El primer día de clase de latín en el seminario tradujimos algunas frases sencillas del gran filósofo y político romano Cicerón, entre ellas la primera línea de una carta a su esposa: “Si vales valeo”, que significa “si tú estás bien, yo estoy bien.” Este ejemplo no sólo muestra la brevedad del latin para expresar ideas que requieren muchas palabras en los idiomas modernos, sino que también demuestra cierto aspecto de un sentimiento que a menudo encuentro hoy expresado con la frase: “si tú eres feliz, yo también soy feliz”, o quizás la afirmación más directa: “haz lo que te haga feliz”.
Esta forma común de pensar me parece bastante peligrosa ya que a fin de cuentas es un muy mal consejo. Superficialmente parece tolerante e inofensivo, pero no tiene en cuenta el valor moral de las acciones emprendidas. Objetivamente hablando, hay cosas que aparentan brindar la felicidad pero no lo hacen por sus consecuencias negativas o porque son contra la ley. Supongamos que Pedro usa drogas recreativas y eso lo hace feliz, aunque sea temporalmente, y la respuesta de su madre es: “Hijo mío, haz lo que te haga feliz”. O consideremos a María, que dirige una red de tráfico de personas y gana cientos de miles de dólares, financiando un estilo de vida lujoso del cual disfruta enormemente, y la respuesta de su padre a esta horrenda situación es: “si tú eres feliz, hija mía, yo soy feliz”. Estos son ejemplos extremos para definir un punto claro y sencillo: no puedo ser yo feliz simplemente porque tú lo eres; no todas las decisiones que uno toma tienen el mismo valor moral.

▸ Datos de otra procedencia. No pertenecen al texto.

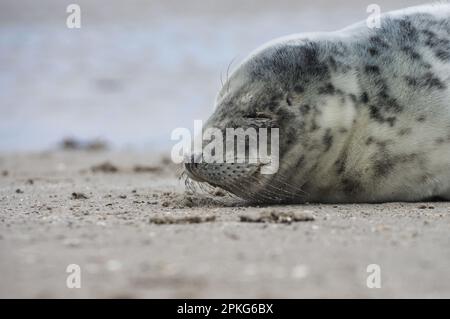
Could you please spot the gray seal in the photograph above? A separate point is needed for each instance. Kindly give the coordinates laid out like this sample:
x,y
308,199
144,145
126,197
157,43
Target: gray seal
x,y
363,113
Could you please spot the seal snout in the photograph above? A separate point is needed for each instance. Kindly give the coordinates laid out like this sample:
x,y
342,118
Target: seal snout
x,y
191,164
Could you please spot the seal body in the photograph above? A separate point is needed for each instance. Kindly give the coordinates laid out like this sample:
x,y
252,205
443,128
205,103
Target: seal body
x,y
363,113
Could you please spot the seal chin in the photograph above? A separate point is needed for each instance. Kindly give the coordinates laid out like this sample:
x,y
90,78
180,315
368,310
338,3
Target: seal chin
x,y
189,169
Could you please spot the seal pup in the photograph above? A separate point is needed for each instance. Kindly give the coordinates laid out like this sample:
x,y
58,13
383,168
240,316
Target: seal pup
x,y
363,113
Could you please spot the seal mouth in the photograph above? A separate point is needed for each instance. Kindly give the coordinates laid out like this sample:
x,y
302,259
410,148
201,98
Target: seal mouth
x,y
189,170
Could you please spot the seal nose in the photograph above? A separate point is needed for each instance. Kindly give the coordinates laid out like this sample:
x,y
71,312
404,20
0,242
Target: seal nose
x,y
191,161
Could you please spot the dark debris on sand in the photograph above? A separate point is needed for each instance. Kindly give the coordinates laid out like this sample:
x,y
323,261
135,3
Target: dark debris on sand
x,y
170,220
105,167
278,217
76,195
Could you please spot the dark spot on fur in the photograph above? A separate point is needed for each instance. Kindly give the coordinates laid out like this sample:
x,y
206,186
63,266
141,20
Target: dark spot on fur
x,y
373,52
327,140
365,98
299,89
304,109
372,69
350,186
369,140
405,131
327,89
426,81
421,118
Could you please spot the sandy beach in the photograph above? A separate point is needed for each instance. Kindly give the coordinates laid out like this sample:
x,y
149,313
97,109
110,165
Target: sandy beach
x,y
127,221
132,73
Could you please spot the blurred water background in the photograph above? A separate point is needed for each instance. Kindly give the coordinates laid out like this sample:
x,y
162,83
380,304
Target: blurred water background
x,y
136,69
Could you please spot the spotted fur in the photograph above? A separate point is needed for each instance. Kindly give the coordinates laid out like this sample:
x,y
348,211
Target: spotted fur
x,y
364,114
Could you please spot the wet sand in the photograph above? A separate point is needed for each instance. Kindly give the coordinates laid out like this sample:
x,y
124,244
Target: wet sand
x,y
135,232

En su libro Las Confesiones, San Agustín escribió hace siglos: “Todos queremos vivir felices; en toda la raza humana no hay nadie que no asienta a esta proposición, incluso antes de que sea articulada plenamente. ¿Cómo es, entonces, que te busco, Señor?” La Iglesia propone que cada ser humano es creado buscando la felicidad verdadera y duradera, y esta solo se encuentra en la medida en que uno se acerca a Dios. La verdadera felicidad duradera, o bienaventuranza, se encuentra en el cielo cuando uno contempla a Dios cara a cara. Solo ahí, todo deseo humano es plenamente satisfecho. Jesús propone en el evangelio las bienaventuranzas, un camino hacia la felicidad que parece ignorar la sabiduría del mundo: ¿cómo pueden ser felices los pobres de espíritu, los que lloran, los mansos, los hambrientos de justicia, los misericordiosos, los limpios de corazón, los pacificadores y los perseguidos?
El Catecismo de la Iglesia Católica nos enseña que la verdadera felicidad o dicha no reside ni en la riqueza o el bienestar, ni en la gloria humana o el poder, ni en ninguna obra humana. La felicidad que se nos promete, sin embargo, nos invita a purificar nuestro corazón de sus malvados instintos y a buscar el amor de Dios por encima de todo (CIC 1723). Jesús predicó: “No acumulen para sí tesoros en la tierra, donde la polilla y la podredumbre destruyen, y los ladrones minan y roban. Acumulen más bien tesoros en el cielo, donde ni la polilla ni la podredumbre destruyen, ni los ladrones minan y roban. Porque donde esté su tesoro, allí estará también su corazón” (Mateo 6, 19-21). En las bienaventuranzas Jesús nos invita a buscar la felicidad duradera en lo eterno, en lugar de en las cosas pasajeras que siempre nos dejan con ganas de más. Incluso ante los desafíos, si un corazón mantiene sus cimientos firmes en Dios, la verdadera felicidad siempre está al alcance.